Canyon of Heroes

There are these long, narrow strips of granite embedded in the sidewalks of Broadway in Lower Manhattan. I’ve seen them as far south as Battery Park and as far north as the Woolworth Building. They’re spaced a few yards apart. Each of them is inscribed with some famous 20th-century person/event and a date. For months now, I’ve been dying to know why they’re there and what they’re for.

I finally posted an Ask MetaFilter thread about it this afternoon, but before someone posted the answer I wound up figuring it out by myself. It suddenly hit me that that part of Broadway is known as the Canyon of Heroes, used for ticker-tape parades. (My brother and I went to the parade for the New York Rangers after they won the Stanley Cup in 1994.) So I typed “canyon of heroes” into Google and came up with this and this. It turns out there’s a granite slab for each ticker-tape parade that has been held in Lower Manhattan since 1886.

And here (linked from one of those pages) is a list of Manhattan ticker-tape parades through 2000.

2 thoughts on “Canyon of Heroes

  1. Pingback: The Tin Man » Canyon of Heroes II

  2. “I was in a ticker tape parade…” a very handsome man in his late 30s recounted to me recently. Being on the 1984 US Olympic swim, winning a gold medal, meeting Reagan at The White House and having confetti thrown at him during that glorious march were vividly recalled.
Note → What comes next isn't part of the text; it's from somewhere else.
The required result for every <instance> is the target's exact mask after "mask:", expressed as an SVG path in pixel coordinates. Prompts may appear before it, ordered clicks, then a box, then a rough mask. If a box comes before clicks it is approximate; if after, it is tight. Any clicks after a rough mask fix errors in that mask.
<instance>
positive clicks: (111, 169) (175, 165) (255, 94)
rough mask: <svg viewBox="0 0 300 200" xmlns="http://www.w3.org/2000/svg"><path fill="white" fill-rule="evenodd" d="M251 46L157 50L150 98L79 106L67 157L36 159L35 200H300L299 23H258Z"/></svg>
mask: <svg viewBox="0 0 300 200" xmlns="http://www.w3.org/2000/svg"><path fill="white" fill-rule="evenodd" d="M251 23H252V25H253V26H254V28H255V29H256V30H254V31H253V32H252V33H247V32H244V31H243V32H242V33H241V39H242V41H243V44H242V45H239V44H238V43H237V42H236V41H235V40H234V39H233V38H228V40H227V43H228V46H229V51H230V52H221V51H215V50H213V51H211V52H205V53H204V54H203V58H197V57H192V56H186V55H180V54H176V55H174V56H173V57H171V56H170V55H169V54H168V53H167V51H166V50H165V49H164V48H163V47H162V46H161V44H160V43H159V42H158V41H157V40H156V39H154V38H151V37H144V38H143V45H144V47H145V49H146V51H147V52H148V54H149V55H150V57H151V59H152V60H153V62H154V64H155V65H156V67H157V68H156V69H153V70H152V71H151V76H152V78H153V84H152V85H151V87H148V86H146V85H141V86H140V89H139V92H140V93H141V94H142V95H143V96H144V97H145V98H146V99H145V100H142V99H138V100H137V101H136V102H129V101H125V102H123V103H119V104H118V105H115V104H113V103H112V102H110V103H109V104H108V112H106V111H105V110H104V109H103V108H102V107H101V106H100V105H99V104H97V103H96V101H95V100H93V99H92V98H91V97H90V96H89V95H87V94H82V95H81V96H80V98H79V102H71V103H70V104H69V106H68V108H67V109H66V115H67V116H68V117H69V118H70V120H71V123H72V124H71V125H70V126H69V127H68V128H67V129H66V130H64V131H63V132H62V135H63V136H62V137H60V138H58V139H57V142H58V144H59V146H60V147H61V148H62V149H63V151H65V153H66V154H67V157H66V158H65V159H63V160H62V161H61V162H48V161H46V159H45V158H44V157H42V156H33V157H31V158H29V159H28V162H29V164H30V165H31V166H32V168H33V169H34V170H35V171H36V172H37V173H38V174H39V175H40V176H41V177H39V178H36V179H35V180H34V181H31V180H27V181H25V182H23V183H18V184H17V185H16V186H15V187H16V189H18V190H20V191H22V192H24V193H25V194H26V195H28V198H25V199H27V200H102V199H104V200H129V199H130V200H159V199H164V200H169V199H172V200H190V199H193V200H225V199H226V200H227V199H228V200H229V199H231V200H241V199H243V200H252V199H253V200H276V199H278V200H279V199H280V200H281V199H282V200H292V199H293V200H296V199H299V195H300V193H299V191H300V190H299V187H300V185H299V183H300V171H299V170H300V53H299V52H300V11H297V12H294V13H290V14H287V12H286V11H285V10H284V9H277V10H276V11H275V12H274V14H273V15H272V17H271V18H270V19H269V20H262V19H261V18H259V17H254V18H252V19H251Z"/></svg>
    Taking tourists on a Lower Manhattan walking tour that begins at Battery Park winding along The Canyon of Heroes to Wall Street, Ground Zero and concluding at City Hall, I am well aware of those enchanting marble plaques in the sidewalks.

    During the flamboyant 20s and the dark days of The Depression it is fascinating to observe how often the parades were held. Due to the high cost of street closings, security and sanitation they are rarely given today. It is charming to see how in simpler times presidents of Brazil and the Philippines, obscure military figures, a send off for the Olympic team were accorded the same honor as Lindbergh, Earhart and Churchill.

    It was after lecturing to a group that the swimmer shared his thrilling memories leaving us all awed.